While Centre’s ‘Jal Jeevan Mission’ envisions 100 per cent piped water supply across the nation, Punjab has been trying to do it since 2006 with help of a World Bank project and has already taken piped infrastructure to 80 per cent of its rural households. But, only 50 per cent rural households in Punjab are using piped water, majorly due to presence of individual water connections that utilise ground water. The Department of Water Supply and Sanitation, Punjab runs Punjab Rural Water Supply and Sanitation Project (PRWSS) assisted by the World Bank for providing potable drinking water to the rural people at 70 litre per capita per day.

Punjab has 13,006 villages including around 1500 villages that depend on ‘hand pumps’ as the main source of drinking water in three zones — north, south and central — of Punjab.

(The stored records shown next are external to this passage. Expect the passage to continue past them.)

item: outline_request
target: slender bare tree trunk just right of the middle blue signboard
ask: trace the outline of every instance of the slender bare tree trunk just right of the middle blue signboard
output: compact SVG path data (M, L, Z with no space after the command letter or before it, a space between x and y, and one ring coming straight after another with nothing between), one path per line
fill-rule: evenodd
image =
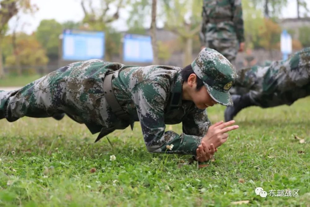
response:
M156 39L156 4L157 0L152 0L152 21L151 21L151 39L153 49L153 64L158 65L158 48Z

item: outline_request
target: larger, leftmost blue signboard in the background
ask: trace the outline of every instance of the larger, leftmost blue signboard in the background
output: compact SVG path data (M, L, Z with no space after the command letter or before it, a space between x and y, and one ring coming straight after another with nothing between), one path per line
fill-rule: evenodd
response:
M64 60L104 58L104 32L65 29L62 41Z

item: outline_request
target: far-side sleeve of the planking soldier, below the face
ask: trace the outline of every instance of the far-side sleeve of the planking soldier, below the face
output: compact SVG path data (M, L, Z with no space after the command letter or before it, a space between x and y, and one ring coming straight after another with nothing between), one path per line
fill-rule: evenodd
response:
M182 121L183 133L199 137L206 135L210 125L207 111L198 109L196 106L188 112Z

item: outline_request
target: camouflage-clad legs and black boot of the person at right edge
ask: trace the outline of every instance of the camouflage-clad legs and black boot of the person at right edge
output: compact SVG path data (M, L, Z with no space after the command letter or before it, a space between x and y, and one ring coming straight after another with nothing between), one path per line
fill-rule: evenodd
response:
M309 96L310 47L296 52L286 61L239 70L234 87L237 91L246 89L246 92L233 95L234 106L225 110L226 121L248 106L291 105L299 98Z

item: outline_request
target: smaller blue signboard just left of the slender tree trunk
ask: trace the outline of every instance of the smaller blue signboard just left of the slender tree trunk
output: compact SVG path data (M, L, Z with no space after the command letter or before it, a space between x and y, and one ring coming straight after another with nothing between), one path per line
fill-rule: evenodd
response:
M124 61L153 62L151 37L138 34L126 34L123 47Z

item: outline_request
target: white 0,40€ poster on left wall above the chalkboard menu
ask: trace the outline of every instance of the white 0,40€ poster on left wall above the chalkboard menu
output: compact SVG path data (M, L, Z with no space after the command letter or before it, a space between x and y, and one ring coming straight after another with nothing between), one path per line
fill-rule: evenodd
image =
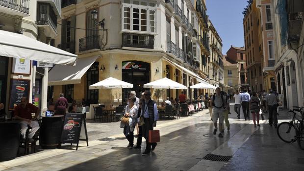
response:
M30 60L22 58L13 58L12 73L30 74Z

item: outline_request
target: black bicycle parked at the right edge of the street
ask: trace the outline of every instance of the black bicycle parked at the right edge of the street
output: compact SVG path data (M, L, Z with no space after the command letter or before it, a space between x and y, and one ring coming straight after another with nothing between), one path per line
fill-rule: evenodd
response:
M298 141L299 147L304 150L304 107L293 106L293 108L297 109L288 111L294 114L292 120L289 122L281 122L277 127L277 133L283 142L291 144ZM302 118L297 119L297 122L296 112L302 115Z

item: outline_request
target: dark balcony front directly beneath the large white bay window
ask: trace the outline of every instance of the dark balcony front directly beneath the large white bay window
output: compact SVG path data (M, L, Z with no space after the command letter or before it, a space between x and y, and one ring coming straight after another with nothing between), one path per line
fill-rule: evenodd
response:
M153 35L123 33L122 38L122 47L154 49Z

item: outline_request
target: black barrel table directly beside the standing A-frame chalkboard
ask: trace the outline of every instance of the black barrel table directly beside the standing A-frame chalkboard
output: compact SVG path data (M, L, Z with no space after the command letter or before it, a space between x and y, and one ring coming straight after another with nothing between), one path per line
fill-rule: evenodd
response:
M42 117L39 132L42 149L54 149L61 144L63 117L63 115Z

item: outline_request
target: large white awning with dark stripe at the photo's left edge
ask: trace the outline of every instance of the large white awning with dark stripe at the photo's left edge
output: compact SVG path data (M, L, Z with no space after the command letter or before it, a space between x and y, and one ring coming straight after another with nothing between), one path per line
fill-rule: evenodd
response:
M9 31L0 30L0 56L24 58L61 65L75 65L77 55L43 42Z

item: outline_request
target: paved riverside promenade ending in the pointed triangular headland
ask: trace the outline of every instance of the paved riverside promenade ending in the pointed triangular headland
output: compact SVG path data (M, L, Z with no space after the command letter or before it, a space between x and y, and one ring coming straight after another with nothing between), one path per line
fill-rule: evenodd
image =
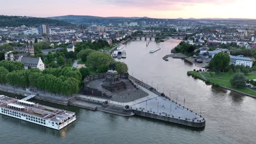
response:
M133 98L131 95L131 98L126 98L124 102L125 97L118 94L115 94L113 99L82 94L74 94L73 97L66 97L64 95L55 95L41 91L25 91L22 88L14 88L9 85L0 86L0 91L24 95L25 97L36 94L37 96L35 98L39 100L62 105L73 105L89 110L99 110L120 116L138 115L195 128L205 127L206 121L201 115L165 97L164 94L159 93L153 87L137 80L135 77L129 76L129 80L136 86L136 90L133 89L135 91L134 94L140 94L142 91L146 94L143 97L137 95L137 97ZM104 104L106 101L108 102L107 105Z

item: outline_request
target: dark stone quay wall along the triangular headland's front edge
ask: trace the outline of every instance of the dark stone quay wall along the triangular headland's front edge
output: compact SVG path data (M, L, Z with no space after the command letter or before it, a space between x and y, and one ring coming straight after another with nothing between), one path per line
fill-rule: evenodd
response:
M193 122L193 121L188 121L188 120L181 119L181 118L158 115L158 114L155 114L155 113L150 113L150 112L145 112L145 111L138 111L138 110L133 110L132 112L135 113L135 115L138 115L138 116L159 119L161 121L166 121L166 122L178 123L178 124L182 124L182 125L187 125L189 127L194 127L194 128L203 128L203 127L205 127L205 121L203 121L203 122Z

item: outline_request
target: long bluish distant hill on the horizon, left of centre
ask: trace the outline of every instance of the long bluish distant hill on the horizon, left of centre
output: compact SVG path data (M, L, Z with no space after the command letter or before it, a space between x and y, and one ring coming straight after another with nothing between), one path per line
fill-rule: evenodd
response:
M47 17L48 19L61 20L71 23L124 23L124 21L133 22L139 19L150 19L149 17L100 17L100 16L89 16L89 15L65 15L65 16L54 16Z

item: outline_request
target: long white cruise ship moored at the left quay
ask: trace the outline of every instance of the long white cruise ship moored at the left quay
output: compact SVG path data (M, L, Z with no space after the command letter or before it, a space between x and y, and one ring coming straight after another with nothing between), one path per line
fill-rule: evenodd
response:
M0 95L0 113L60 130L75 121L75 113Z

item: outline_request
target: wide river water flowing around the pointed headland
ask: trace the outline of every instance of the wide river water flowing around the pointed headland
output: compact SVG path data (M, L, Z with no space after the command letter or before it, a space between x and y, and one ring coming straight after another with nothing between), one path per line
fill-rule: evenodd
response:
M1 115L0 143L255 143L256 99L213 88L187 76L187 71L196 67L182 59L162 60L179 42L152 41L146 47L145 40L130 41L123 49L127 58L120 61L129 66L129 73L137 79L153 84L173 100L178 98L180 104L185 98L185 106L197 113L201 109L206 119L204 129L33 100L74 111L77 121L57 131ZM160 51L149 53L158 47Z

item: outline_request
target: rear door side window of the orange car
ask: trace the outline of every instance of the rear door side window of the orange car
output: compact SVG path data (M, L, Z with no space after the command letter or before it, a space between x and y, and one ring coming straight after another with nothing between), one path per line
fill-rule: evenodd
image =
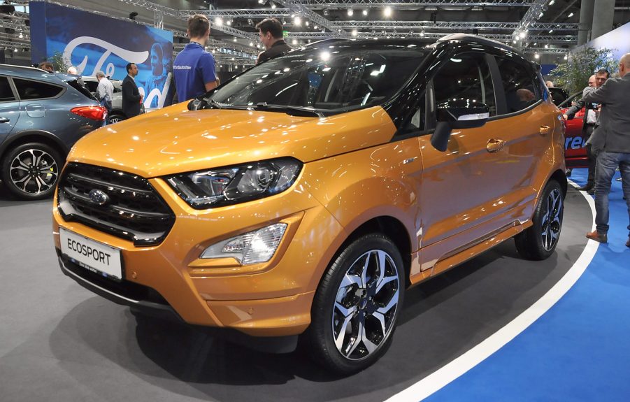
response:
M534 72L529 66L500 57L496 58L496 64L501 71L508 113L518 112L538 101Z

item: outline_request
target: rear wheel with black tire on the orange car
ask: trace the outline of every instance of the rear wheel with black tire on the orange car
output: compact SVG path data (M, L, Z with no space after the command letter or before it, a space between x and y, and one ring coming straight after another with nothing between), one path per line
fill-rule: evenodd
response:
M533 260L549 257L558 244L563 215L564 194L559 183L550 180L536 203L534 224L514 238L521 257Z

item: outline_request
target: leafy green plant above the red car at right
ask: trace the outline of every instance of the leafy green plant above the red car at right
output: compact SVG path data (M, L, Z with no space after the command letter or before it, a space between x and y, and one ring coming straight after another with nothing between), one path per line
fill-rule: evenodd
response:
M549 75L554 77L557 87L564 87L573 94L584 89L589 77L597 70L606 69L612 74L617 71L618 64L610 49L584 48L571 54L568 62L558 64Z

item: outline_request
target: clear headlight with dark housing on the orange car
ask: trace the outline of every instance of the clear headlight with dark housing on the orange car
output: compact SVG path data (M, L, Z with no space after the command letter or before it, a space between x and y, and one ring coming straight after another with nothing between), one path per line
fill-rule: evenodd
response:
M293 158L271 159L174 175L166 182L189 206L205 209L283 192L295 182L301 168L302 163Z

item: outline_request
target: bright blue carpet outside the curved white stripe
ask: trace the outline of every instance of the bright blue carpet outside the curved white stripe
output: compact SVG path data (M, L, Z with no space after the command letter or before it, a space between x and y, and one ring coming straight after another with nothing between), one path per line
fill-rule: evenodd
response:
M571 180L583 185L586 173L574 169ZM621 182L613 180L609 243L564 297L425 401L630 401L630 248L622 198Z

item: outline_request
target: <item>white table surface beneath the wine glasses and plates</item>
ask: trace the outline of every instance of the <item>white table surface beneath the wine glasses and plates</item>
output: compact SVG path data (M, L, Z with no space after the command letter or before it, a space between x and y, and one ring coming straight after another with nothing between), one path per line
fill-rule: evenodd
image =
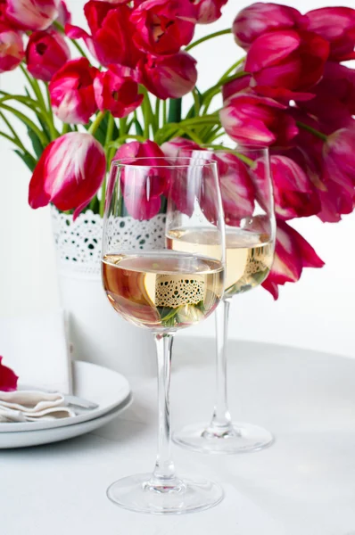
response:
M213 355L211 340L177 336L173 427L207 422ZM232 415L277 441L239 456L174 447L179 473L226 491L219 506L182 516L131 513L105 496L112 481L153 468L156 384L131 383L133 405L97 432L0 452L1 535L355 535L355 359L230 342Z

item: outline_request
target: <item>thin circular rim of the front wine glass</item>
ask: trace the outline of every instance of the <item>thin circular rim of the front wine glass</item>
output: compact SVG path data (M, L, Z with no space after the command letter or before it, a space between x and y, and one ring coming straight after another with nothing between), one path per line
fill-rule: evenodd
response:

”Under water supply project with the World bank, piped network has been laid in over 80 per cent of the habitations but only 50 per cent habitations are using piped water supply in Punjab,” said a senior officer in the Department of Water Supply. He added that in several villages affluent people were not ready to take piped supply and misuse ground water heavily as per the reports prepared by the department.

“Reasons for not using piped water in different districts are different, but one of the major reason which we saw for not using piped water in several districts is the dependence on individual private water sources like submersible pumps,” he said.

He said that government should make a law to ban individual water connections.

Another official said: “In some districts, poor pipe quality, leakage and doubts of supply of contaminated water also act as a major deterrent of using this water.”

“Along with piped water, meter installation must be made compulsory,” he said, adding that every Panchayat should compulsorily adopt piped water supply. There are 11.26 lakh private connections in the state.

A report of the department says that “to increase the usage of public water supply in the habitations where the public water supply infrastructure is available, every effort should be made to ensure supply of quality water. The maintenance and monitoring of piped water supply schemes (especially for leakages) is important. This challenge of undertaking effective maintenance of schemes is only possible with community participation in monitoring and report of problems…”

Director, Water Supply and Sanitation, could not be contacted. A Chief Engineer with the department, Rajinder Singh, said that in next two years by 2021, the Punjab would provide piped water supply in all the villages of the state.

There are 8319 single-village and multi-village water supply schemes in the state, which are either tubewell based (80%) or canal-based

(20%). Around 150 villages have 24×7 water supply and nearly 1900 villages get 10 hours of water supply.

Under the World Bank project, a village has to contribute just 10 per cent of the total amount for piped water supply infrastructure which comes to a nominal amount per household. An overhead water tank is installed to store water which supplies to every household through pipes. Operation and Maintenance (O&M) is managed by Gram Panchayat Water and Sanitation Committees (GPWSC). In majority of villages, there are flat water usage charges, while several villages are now also going for metered (optional) water supply. This money is used for maintenance of pipes, paying electricity bills for running motors and tubewells that lift water to storage tanks for supply.